Un phénomène qui ne peut pas être compris sans l’état de belligérance généralisée entre les détachements subjectifs dont ils sont à la fois les supports et les serviteurs. Donc, les jeunes Algériens ne sont pas immunisés contre cette idéologie, cependant, ils ne souhaitent pas vivre ce que nous avons vécu pendant la décennie noire, car certains en furent témoins. Autrement dit, l’idéologie est fort présente, mais la mettre en pratique prendra un peu plus du temps.
La Toile s’avère être un mégasalon de recrutement des candidats au jihad. Au même moment, elle passe pour devenir la première source de documentation pour les élèves et les étudiants dans un système de valeur où le livre n’a pas sa place. Peut-on concilier le côté cour et le côté jardin du Net ?
Oui, nous pouvons les concilier par l’esprit critique. Sauf que ni l’école ni notre culture patriarcale ne permettent de développer ce dernier. Par exemple, la faiblesse de l’enseignement de la philosophie dans les parcours scolaires et universitaires rend la capacité de se remettre en question difficile.
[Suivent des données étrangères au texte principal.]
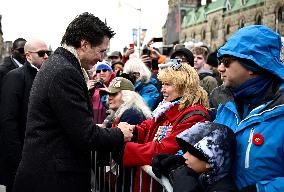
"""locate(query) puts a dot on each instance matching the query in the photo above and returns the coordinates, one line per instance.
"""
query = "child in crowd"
(206, 163)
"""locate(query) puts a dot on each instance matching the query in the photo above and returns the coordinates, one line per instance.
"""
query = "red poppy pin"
(258, 139)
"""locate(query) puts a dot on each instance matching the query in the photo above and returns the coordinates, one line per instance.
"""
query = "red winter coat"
(142, 151)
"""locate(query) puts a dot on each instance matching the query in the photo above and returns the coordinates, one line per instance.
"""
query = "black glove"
(250, 188)
(165, 163)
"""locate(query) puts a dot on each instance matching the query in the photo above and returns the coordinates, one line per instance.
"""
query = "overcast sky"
(47, 20)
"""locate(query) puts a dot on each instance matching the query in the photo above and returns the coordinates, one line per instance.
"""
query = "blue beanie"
(103, 65)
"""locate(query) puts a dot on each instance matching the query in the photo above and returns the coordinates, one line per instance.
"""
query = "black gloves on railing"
(165, 163)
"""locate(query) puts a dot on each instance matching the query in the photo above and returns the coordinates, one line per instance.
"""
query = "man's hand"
(127, 130)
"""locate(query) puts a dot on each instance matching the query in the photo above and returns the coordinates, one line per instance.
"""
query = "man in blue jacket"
(251, 102)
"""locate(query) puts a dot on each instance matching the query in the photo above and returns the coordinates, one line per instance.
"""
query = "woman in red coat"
(185, 103)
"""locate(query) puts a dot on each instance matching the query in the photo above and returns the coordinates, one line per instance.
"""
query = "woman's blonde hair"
(131, 99)
(186, 81)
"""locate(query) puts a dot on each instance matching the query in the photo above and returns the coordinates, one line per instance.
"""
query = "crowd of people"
(207, 121)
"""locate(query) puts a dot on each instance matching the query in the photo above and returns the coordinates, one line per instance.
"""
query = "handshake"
(127, 130)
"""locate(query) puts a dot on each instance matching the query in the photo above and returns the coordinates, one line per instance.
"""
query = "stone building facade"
(216, 21)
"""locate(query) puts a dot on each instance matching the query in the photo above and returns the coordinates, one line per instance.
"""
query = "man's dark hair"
(15, 43)
(86, 27)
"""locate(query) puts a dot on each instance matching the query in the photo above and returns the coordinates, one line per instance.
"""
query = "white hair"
(136, 65)
(131, 99)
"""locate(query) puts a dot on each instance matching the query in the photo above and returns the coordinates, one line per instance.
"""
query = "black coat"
(60, 132)
(16, 87)
(7, 65)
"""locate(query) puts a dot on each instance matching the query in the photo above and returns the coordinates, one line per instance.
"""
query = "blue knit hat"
(103, 65)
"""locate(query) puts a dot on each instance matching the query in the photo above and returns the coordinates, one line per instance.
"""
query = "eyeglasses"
(103, 70)
(42, 53)
(227, 61)
(21, 50)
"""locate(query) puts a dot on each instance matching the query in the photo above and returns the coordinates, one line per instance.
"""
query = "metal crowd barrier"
(115, 178)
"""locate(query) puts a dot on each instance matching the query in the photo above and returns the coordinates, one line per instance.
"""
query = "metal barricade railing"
(115, 178)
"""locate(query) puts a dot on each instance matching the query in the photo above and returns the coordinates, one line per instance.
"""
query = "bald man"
(15, 93)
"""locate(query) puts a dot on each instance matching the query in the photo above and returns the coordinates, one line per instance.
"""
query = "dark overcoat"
(7, 65)
(60, 132)
(16, 87)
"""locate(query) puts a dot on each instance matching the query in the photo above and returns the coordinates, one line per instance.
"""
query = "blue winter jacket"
(149, 92)
(259, 135)
(262, 164)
Or, les outils de communication modernes ont été conçus dans un environnement moderne où l’esprit critique est le fondement de la construction de la pensée. Un esprit qui permet de prendre ses distances quand il le faut. Ni les politiques menées ni la société civile n’ont évolué pour faire émerger le libre arbitre, cette condition sine qua non au développement ! Cela dit, nos jeunes sont élevés dans un environnement où la pensée est imprégnée par la religiosité, et les conséquences nous les vivons au quotidien.